Beth McGuinn and Ruth Smith's house looks like a regular house - and for that exact reason, says Ruth, it often surprises their guests. She and her wife Beth live in Canterbury, NH in a home they designed in "classic New England" style. It's a two story saltbox house with beautiful natural wood shingle and clapboard siding, with a woodstove for heat, and a garden in the yard. It is set apart by the very intentional design to maximize efficiency - and the rooftop solar array that powers 100% of their energy needs.
Solar was always part of the plan when Beth and Ruth started looking at building their own home. Sustainability had long been a shared goal, both personally and professionally. Beth is the Executive Director of the Five Rivers Conservation Land Trust, and Ruth is the Master Gardner Program Coordinator for UNH Cooperative Extension and worked for NH Audubon for over 20 years.
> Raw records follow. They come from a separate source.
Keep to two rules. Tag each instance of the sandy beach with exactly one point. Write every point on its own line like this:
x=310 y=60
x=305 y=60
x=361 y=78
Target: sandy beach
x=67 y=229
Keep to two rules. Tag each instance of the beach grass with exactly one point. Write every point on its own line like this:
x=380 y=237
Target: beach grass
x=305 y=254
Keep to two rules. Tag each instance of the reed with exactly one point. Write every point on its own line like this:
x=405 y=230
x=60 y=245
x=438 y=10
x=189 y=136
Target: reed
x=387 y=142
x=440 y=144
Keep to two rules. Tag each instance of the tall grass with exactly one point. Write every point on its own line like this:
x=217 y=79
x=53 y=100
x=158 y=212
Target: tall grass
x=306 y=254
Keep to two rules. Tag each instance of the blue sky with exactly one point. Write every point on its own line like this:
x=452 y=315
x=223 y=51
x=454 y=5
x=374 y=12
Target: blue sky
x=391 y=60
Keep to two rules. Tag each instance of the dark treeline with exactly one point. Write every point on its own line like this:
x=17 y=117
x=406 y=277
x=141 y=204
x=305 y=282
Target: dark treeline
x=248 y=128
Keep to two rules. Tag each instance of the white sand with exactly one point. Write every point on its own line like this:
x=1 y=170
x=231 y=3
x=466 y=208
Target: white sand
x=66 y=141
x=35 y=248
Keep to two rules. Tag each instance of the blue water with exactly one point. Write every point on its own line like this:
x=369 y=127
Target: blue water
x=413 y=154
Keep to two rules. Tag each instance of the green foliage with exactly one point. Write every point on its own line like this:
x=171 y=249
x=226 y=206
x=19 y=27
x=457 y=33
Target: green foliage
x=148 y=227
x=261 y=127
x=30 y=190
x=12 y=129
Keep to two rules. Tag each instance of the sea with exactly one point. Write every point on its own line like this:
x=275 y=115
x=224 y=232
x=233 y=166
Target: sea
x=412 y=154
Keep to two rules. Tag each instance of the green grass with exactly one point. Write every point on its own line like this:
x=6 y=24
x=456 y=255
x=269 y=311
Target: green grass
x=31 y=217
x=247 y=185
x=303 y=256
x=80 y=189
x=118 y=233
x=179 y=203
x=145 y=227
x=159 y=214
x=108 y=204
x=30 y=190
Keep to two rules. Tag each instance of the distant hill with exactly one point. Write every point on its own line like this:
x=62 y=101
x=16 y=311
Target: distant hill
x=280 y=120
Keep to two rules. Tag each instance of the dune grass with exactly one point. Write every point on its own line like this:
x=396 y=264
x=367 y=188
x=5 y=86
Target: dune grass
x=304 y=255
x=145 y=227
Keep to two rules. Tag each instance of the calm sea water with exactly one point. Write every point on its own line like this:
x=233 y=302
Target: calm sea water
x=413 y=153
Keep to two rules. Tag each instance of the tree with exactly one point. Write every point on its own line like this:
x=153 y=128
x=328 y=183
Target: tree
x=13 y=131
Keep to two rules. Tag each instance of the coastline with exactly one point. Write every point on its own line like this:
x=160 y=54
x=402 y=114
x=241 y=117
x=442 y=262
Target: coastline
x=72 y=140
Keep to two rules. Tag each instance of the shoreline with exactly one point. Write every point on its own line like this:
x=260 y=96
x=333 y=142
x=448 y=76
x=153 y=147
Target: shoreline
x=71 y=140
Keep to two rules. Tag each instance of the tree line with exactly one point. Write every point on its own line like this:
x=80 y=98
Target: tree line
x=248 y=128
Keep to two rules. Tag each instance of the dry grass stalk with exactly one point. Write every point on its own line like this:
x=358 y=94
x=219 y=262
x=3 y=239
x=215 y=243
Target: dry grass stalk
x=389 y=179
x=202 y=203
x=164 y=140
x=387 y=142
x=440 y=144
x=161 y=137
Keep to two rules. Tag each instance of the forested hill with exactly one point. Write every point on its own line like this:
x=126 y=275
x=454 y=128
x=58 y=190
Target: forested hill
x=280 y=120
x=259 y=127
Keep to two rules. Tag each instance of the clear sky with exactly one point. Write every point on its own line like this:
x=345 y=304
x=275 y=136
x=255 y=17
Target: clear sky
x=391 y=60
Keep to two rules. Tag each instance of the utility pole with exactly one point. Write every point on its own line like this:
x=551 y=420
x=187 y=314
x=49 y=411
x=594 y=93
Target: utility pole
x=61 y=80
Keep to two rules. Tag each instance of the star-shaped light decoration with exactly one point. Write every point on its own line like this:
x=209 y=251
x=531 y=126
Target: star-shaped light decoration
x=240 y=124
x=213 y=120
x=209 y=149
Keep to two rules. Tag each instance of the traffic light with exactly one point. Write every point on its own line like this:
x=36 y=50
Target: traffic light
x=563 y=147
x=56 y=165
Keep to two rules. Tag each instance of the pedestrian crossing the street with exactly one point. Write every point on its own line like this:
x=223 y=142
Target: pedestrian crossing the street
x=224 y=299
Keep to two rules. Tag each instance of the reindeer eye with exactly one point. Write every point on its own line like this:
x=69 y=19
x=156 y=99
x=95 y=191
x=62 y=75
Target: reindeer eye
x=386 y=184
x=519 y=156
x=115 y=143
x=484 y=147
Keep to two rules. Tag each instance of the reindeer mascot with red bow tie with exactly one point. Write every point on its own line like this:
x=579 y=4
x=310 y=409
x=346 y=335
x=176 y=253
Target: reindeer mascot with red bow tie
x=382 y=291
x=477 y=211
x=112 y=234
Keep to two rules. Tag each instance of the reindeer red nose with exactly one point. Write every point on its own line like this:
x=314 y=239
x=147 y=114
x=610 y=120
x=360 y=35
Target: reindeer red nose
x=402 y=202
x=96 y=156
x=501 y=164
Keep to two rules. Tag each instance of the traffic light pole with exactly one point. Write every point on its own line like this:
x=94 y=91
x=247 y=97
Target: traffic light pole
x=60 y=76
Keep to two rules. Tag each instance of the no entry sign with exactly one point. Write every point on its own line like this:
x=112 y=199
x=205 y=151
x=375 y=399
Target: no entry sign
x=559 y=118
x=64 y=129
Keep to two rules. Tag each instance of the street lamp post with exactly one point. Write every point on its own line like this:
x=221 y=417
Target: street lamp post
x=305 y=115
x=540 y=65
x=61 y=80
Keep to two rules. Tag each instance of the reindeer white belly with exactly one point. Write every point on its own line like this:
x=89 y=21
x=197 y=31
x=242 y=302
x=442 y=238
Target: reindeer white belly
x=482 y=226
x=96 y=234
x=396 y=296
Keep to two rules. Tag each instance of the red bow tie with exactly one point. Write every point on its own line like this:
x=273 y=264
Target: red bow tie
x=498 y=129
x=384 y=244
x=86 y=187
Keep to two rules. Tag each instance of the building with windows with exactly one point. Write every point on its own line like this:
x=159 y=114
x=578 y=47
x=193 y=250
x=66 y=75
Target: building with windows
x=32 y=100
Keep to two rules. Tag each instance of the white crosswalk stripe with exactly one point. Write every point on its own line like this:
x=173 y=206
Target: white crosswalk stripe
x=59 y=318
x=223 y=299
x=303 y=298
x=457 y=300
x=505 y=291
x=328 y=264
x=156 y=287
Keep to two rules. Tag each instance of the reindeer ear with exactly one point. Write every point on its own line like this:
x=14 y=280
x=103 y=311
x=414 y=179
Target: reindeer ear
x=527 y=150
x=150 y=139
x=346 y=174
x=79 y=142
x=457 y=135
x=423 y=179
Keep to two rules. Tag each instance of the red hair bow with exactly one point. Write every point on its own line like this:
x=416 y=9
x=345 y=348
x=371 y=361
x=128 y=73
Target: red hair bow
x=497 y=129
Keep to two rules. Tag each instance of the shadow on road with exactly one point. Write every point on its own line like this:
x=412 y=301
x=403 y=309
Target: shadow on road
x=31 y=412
Both can recall their interest in renewable energy starting early. Ruth's parents installed a solar hot water system on their roof in the early '80s despite the somewhat "crunchy" reputation solar had at the time, and Beth can recall a high school physics project that sparked her interest in leaving fossil fuels behind for renewables. "It just seemed like the answer to me, but I had to shelve that for close to 30 years before I could act on it," she says.
A solar design consultant helped them optimize their home before it was even constructed, designing it to fit their specific property. It resulted in a home that while looking and acting like any other New England house, has that "intentionality" to it that visitors always notice. Their house doesn't face the road like most others - it faces the sun. Large southern windows maximize passive solar gain, while good insulation and smaller northern windows help retain it. The southern roof was perfectly set up for solar when it came time to add it.
Beth and Ruth interviewed four other solar companies, but chose ReVision not just for the quality of our work, but ultimately because they knew they could count on ReVision being around for the future. Beth recalls that their solar hot water system had an issue on a Saturday evening, and their ReVision service specialist was out to the house within 2 hours of their call to fix it. "It proved clearly for me that I had chosen the right company," she says.
They started with a solar hot water system in 2011 with money they had saved up, and used the tax credit and rebate from that project to invest in a 16-panel PV system the following year that produced more electricity than they were using at the time. When Beth traded her car for an electric hybrid in 2016 they expanded the array with another 6 panels, and came out of the transition at net zero.
Ruth looks at their solar installations as not just an environmental project but as a retirement investment. It will give them a retirement free of electricity payments, and puts their money into something that supports the values they live. Ruth says, "Two women on nonprofit salaries made this happen. And it's not a crazy architectural design - it's a house that a lot of people would be comfortable living in. A lot of people could do this, it doesn't have to be the super rich or the super crunchy folks."
They have not had to sacrifice in their home to keep their electrical usage in line with what they produce - along with the car and usual home electrical use, the solar array powers three large freezers that store summertime harvests from their garden. "It's an important part of how we live lightly on the land and live our values." Beth says. "Apple sauce, tomato sauce, broccoli - you name it, we've got it in the freezer." They buy locally raised meats and raise their own chickens. Even an electric lawnmower helps trim their carbon footprint. As Ruth says, "It's free energy. We don't have to buy gas for that anymore."
Lifelong educators and advocates, Beth and Ruth love to share their solar sustainability story with family, friends, and the community, and have referred many people to ReVision for a solar array of their own, as well as let hundreds of people tour their home to see how solar works for them. "It's been fun to model that for people," says Ruth.
Like the 100% solar home, Beth plans someday to have a fully electric vehicle, charged on solar power. Ruth notes they'll need a few more solar panels when that happens - with the rooftop already filled from edge to edge, Beth is planning a ground mount for their next installation. She says, "I have the place all picked out."